/SeqVerify

Analyzes whole genome sequencing data for gene-editing verification

Primary LanguagePythonGNU General Public License v3.0GPL-3.0

SeqVerify

SeqVerify is a Python-based command line tool for analysis of whole genome sequencing data for gene-editing verification. It performs insertion site detection, copy number variation (CNV) analysis through CNVPytor, bacterial contamination detection through KRAKEN2 and BRACKEN, and variant calling and filtering aided by SnpEff and SnpSift.

Install

Dependencies (& Dependencies of Dependencies)

  • BCFtools
  • BLAST
  • BRACKEN
  • BWA >=0.7
  • CNVPytor >=1.3
  • HTSLIB
  • IDNA
  • IGV >= 2.13.2
  • IGVReports
  • Kraken2 >= 2.0
  • Matplotlib(-base) >= 2.2
  • Numpy
  • Python >=3.10
  • SAMtools >=1.14
  • SciPy
  • SNPEff >= 5.1
  • SNPSift >= 4.3.1t

Install through bioconda

conda install -c bioconda seqverify

Usage

An example SeqVerify call can be found below:

seqverify --output output_name --reads_1 sample_1.fastq --reads_2 sample_2.fastq --genome genome.fa --untargeted transgenes.fa --targeted commands.txt --database db8gb

Anatomy of a SeqVerify call

SeqVerify has the following standard arguments:

  • --output (Type: String) Used as the identifying name for all the files and folders to do with the particular call.
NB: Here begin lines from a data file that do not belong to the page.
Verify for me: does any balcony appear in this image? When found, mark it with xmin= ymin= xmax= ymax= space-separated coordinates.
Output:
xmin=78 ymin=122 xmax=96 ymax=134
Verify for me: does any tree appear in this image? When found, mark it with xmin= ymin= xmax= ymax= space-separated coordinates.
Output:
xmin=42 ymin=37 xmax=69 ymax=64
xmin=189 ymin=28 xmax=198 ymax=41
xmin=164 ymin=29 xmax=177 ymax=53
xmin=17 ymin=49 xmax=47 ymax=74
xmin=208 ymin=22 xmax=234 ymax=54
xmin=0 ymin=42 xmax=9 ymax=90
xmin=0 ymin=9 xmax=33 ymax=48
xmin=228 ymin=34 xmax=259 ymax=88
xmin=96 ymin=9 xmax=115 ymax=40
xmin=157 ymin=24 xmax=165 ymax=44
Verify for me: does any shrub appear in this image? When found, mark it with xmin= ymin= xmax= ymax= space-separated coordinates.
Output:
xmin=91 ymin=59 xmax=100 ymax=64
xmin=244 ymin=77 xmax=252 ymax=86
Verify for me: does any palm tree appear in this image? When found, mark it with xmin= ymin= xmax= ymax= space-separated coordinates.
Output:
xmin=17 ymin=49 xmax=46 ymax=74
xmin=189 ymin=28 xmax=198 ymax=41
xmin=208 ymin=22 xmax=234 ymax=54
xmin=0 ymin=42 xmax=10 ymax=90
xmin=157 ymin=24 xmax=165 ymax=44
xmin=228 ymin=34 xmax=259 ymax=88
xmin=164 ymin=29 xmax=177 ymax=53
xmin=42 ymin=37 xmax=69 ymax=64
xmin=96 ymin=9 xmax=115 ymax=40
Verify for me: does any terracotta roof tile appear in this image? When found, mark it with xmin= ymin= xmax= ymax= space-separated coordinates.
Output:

E.g. --output Sample1 will cause the output folder to be named "Sample1_seqverify".
  • --reads_1 and --reads_2 (Type: String/Path) The paired-read FASTA/FASTQ, or gzipped FASTA/FASTQ source files for the reads. Also accepts paths to the files if they're not in the working folder.
  • --genome (Type: String/Path) Name or path of FASTA file to be used as reference genome for the reads (e.g. CHM13). If not included, will default to CHM13v2.0, downloaded through --download_defaults.
  • --untargeted (Type: String/Path) Names or paths of FASTA files containing the sequences of the markers to detect (transgenes, unwanted plasmids, etc.). Accepts more than one if necessary, space-separated. Can also be left blank; not mutually exclusive with --targeted.
  • --targeted (Type: String/Path) Name or path to a valid command file for insertion of markers where the insertion site is known. Further details on the construction of a valid command files are given below. Only accepts one command file (but a command file can have multiple commands, so this will not restrict analysis). Can be left blank; not mutually exclusive with --untargeted.
  • --gtf (Type: String/Path) Name or path to valid GTF/GFF3 file for the genome used, to be updated with the exact edits specified in --targeted. If not included, will default to --download_defaults's GFF3 file for CHM13v2.0.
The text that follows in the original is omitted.